Fixed non-stockout-probability policies for the single-item lost-sales model

TL;DR

This paper introduces a fixed non-stockout-probability (FP3) policy for the single-item lost-sales model, which is computationally efficient, nearly optimal, and significantly reduces supply chain volatility compared to existing policies.

Contribution

The paper derives an optimality equation for the lost-sales model and proposes the FP3 policy, a novel approach that outperforms existing policies in most cases and reduces supply chain volatility.

Findings

FP3 policy is close-to-optimal compared to the true optimal policy.

FP3 outperforms other policies in 97% of tested cases.

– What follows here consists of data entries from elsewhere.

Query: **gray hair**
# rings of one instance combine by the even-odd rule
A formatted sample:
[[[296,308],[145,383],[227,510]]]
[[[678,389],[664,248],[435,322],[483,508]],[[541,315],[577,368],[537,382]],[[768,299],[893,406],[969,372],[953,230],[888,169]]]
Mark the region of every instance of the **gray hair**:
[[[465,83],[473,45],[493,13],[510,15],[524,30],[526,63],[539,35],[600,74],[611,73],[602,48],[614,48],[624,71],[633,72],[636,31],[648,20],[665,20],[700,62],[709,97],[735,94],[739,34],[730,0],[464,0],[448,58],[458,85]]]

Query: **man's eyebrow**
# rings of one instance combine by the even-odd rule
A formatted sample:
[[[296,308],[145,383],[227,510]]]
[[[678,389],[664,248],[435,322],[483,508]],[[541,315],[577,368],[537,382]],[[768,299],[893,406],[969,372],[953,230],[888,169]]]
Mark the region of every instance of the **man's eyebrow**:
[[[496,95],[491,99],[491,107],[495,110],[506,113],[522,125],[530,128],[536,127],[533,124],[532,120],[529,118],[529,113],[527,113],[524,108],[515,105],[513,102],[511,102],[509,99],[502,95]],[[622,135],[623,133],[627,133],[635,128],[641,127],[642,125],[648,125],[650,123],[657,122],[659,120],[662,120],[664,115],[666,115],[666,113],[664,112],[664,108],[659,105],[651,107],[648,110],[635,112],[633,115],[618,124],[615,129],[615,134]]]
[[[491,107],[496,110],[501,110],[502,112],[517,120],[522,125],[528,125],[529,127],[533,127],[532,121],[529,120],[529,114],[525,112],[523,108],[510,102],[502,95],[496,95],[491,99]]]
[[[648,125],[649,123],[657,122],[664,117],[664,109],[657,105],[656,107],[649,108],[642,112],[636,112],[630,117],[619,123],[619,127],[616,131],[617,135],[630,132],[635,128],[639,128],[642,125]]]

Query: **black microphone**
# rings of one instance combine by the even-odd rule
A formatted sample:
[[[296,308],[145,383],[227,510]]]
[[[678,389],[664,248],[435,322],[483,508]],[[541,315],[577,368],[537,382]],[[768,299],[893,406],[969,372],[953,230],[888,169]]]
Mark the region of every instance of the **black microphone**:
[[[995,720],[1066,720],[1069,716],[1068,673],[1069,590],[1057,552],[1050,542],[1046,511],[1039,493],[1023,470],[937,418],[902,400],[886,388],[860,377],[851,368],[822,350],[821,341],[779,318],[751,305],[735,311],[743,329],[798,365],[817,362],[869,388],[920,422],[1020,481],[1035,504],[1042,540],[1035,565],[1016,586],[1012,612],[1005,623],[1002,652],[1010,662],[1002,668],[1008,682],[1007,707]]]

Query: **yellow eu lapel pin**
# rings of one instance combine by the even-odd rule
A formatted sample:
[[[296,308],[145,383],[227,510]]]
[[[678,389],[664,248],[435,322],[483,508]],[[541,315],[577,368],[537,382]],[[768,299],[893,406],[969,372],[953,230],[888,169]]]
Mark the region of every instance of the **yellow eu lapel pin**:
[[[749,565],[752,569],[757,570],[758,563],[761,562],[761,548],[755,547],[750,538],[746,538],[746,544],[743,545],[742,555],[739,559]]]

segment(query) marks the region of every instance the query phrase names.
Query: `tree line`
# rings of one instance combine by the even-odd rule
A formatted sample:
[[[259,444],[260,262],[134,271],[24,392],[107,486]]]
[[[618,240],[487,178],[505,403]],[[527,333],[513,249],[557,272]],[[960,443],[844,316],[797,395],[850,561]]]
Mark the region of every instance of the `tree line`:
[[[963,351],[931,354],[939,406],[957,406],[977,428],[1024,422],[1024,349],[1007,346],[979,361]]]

FP3 significantly reduces demand volatility, lowering supply chain costs.

Abstract

We consider the classical discrete time lost-sales model under stationary continuous demand and linear holding and penalty costs and positive constant lead time. To date the optimal policy structure is only known implicitly by solving numerically the Bellman equations. In this paper we derive an optimality equation for the lost-sales model. We propose a fixed non-stockout-probability (FP3) policy, implying that each period the order size ensures that P3, the probability of no-stockout at the end of the period of arrival of this order, equals some target value. The FP3-policy can be computed efficiently and accurately from an exact recursive expression and two-moment fits to the emerging random variables. We use the lost-sales optimality equation to compute the optimal FP3-policy. Comparison against the optimal policy for discrete demand suggests that the fixed P3-policy is close-to-optimal. An extensive numerical experiment shows that the FP3-policy outperforms other policies proposed in literature in 97% of all cases. Under the FP3-policy, the volatility of the replenishment process, measured as coefficient of variation (cv) is much lower than the volatility of the demand process. This cv-reduction holds a promise for substantial cost reduction at upstream stages in the supply chain of the end-item under consideration, compared to the situation with backlogging.